Nice work and a good read :thumb:


----------



## bigslippy (Sep 19, 2010)

What a transformation , owner must be delighted, thanks for sharing:thumb:


----------



## -Kev- (Oct 30, 2007)

awesome work Russ :thumb:
can't wait to use my Ceramishield - have you used it on glass and / or wheels at all?..


----------



## Beau Technique (Jun 21, 2010)

Nice to see this in larger scale after seeing it on the camera when you popped by via going home. Looked great when I first seen it but in larger scale, just goes to show how crisp the finish is.


----------



## jerry306 (Dec 22, 2011)

Very nice job,looks good.


----------



## Leemack (Mar 6, 2009)

Looks fantastic Russ - Amazing work and the pictures dont lie !!!!!


----------



## neo8047 (May 5, 2006)

Excellent work Russ and fantastic reflection shots.

I will be using my Scholl products for the first time come springtime and I wasn't aware to the new additions to their lineup.


----------



## Reflectology (Jul 29, 2009)

-Kev- said:


> awesome work Russ :thumb:
> can't wait to use my Ceramishield - have you used it on glass and / or wheels at all?..


Yes mate it went on everything from paint to exhaust tips....


----------



## ArcticVXR (Apr 10, 2007)

Amazing work Russ :thumb:


----------



## PhilT_RS246.com (Jun 19, 2011)

Black's cheating 

Bloody brilliant mate. Amazing how you can transform a car. Still very new to using detailers, but examples like this just go to show that it's worth every penny.


----------



## Reflectology (Jul 29, 2009)

cheers Phil hows the motor....


----------



## Racer (Oct 27, 2005)

Top work and the M6 is as it should be , perfect finish :thumb:


----------



## Andyowl (Mar 12, 2011)

:thumb:Stunning job as usual there Russ! See you have now gone nationwide!


----------



## Reflectology (Jul 29, 2009)

Andyowl said:


> :thumb:Stunning job as usual there Russ! See you have now gone nationwide!

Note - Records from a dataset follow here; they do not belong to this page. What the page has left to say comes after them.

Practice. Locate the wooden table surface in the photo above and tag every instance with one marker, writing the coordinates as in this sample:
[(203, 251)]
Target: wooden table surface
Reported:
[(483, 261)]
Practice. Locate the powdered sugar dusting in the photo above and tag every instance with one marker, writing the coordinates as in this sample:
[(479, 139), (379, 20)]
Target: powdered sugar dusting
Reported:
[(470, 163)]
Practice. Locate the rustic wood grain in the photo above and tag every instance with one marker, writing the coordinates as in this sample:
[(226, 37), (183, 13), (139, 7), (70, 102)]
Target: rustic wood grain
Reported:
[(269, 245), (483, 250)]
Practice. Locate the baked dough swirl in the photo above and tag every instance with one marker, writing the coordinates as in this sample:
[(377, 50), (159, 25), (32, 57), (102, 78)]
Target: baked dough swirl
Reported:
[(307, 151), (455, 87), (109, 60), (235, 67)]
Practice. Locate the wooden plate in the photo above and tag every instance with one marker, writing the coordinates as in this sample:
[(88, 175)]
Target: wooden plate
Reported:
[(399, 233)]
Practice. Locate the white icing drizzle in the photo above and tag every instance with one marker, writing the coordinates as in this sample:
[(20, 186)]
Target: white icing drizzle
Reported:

it certainly appears that way mate....


----------



## steve from wath (Dec 12, 2008)

top work as usual russ

when you around my way
ill nip over for a natter if thats ok


----------



## R0B (Aug 27, 2010)

Enjoyed that write up Russ,great work mate.


----------



## Reflectology (Jul 29, 2009)

steve from wath said:


> top work as usual russ
> 
> when you around my way
> ill nip over for a natter if thats ok


dont get much over that way mate....all seems to be south of me....


----------



## zas (May 6, 2011)

nice job...


----------



## Kaz_CC (Jan 23, 2012)

Looks great Russ :wave:


----------



## Jwalker84 (Jan 20, 2012)

Love this, great work on it too. Surprisingly affordable these beasts are now... Well to buy that is! I'd struggling running the V10 for he 25k ish miles a year I do!!


----------